The year seems to have started on an ominous note. A colleague of mine remarked the other day,"In 2008, there was a fall of 100 points in the Nifty on January 11th. A week later there was a big fall of more than 250 points. And then, the rest is history".
Is history repeating itself? We'll have to wait and see. But the signs look very ominous. Look at the graphic below.
Ok, this doesn't show a good picture of the Nifty constituents. Nearly half of the stocks have gone into the bear territory. And some of them are perilously close to being pulled down by the bears.
The index heavyweights, the likes of Reliance, LT, SBI, HDFC Bank are already deep down in bear territory. The other heavyweights, the likes of Infosys, Tata Motors, ICICI are also showing a negative bias off late.
Unless something drastic happens, its just a matter of time that we're into a bear market.
So now what's bull territory and bear territory ?
If any stock or composite(Nifty, Bank Nifty) is above the 200 DMA line, its in bull territory. Else, its in the bear territory.
Who are the bulls and bears?
In the animal farm called stock market, there are 4 types of animals.
1. Bulls : traders who are positive about a stock, push the prices higher by buying aggressively.
2. Bears: traders who are negative about a stock, push the prices lower by selling aggressively.
3. Chickens: traders who always live in fear, make small profits. And follow either the bulls or bears, depending on the market situation.
4. Pigs: traders who buy or sell without making any kind of research.
The bulls make money. The bears make money. The chickens also make some money. But its always the pigs who are getting slaughtered.
You know you are in a bull market when :
1. You can see more and more interviews of legendary bullish traders on business TV channels.
2. You have Diwali specials where Bollywood actresses are discussing stock market investments with these legendary traders on TV.
You know the bull market nearing an end when:
1. A big hyped IPO tanks on debut, sucking out all the liquidity from the markets.
2. A housing loan scam or some other scam of that sort erupts.
3. Indian markets tank 3% in 1 hour, because North Korea fires a few missiles into South Korea.

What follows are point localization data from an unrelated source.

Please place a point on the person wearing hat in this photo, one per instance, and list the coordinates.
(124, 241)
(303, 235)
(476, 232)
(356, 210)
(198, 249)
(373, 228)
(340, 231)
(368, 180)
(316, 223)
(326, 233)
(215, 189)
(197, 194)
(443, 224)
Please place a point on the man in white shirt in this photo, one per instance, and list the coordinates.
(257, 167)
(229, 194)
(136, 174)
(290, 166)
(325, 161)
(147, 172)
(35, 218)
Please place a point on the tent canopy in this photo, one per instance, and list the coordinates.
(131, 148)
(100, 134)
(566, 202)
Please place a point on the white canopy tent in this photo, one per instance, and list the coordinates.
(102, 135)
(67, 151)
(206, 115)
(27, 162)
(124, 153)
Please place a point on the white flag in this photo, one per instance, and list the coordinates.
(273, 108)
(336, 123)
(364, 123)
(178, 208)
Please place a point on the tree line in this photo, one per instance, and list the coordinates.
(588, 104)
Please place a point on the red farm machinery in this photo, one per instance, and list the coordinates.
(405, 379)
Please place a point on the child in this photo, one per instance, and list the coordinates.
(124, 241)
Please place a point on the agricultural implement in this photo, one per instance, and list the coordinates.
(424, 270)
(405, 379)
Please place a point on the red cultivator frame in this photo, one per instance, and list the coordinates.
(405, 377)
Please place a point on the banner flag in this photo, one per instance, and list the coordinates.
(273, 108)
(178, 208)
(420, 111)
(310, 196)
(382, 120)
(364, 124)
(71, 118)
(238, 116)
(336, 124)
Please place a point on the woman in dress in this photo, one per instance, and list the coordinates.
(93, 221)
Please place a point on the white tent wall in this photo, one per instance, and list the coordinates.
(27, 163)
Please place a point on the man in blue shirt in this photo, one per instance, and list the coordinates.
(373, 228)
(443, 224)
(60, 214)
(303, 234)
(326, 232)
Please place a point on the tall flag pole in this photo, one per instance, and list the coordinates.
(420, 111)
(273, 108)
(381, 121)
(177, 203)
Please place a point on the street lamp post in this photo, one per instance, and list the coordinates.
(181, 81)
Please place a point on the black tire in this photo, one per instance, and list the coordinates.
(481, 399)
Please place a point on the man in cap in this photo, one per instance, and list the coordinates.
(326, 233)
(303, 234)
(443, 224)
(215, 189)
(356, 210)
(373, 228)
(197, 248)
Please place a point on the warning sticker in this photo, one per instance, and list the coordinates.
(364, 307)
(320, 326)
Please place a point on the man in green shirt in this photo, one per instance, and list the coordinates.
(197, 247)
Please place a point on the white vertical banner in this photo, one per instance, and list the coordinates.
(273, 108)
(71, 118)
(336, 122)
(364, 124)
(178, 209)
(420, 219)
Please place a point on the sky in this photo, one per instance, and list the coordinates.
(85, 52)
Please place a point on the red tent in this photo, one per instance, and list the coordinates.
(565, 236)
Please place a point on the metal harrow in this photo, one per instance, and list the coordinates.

You know you are in a bear market when:
1. You can see more and more interviews of legendary bearish traders on the same business channels.
2. The pretty presenters on TV no more have a smile on their face.
3. The technical analysts coming on TV seem to look very serious and tense. Maybe their technical buy calls have been used as a short selling opportunity by professionals.
4. You no more get calls from your broker telling you to buy a stock.
But if you were a technical trader, you kind of know what's next when you see the charts. The picture says it all. Here, SBI is just an example. There are many stocks which have fared much worse.
Well, one can see the severity of the bearish phase.The uptrend was slow and gradual. But the downtrend has been quick, but very sharp, with heavy volumes.
And this kind of pattern can be seen on most index stocks already in the bear territory. More so with the banking stocks.
Now, for the bigger picture. Nifty itself is at the edge of the bull bear territory. Another 2% lower on a closing basis, and we're in a bear market technically.
Some things to look out for.
1. Brokerage firms desperately giving dubious research calls. Saying some company will give you 30% returns within next 3 months.
2. Stock picks in leading newspapers giving vague technical jargon and giving a Buy call on some stocks.
3. Hearing analysts and market 'experts' say, "Sensex down due to profit booking" OR "Markets down due to RBI rate hike fears"
I'm not an expert. But I have learnt one thing in the last few months, "You can invest or trade only on the basis of price. Look at the charts before you buy or sell."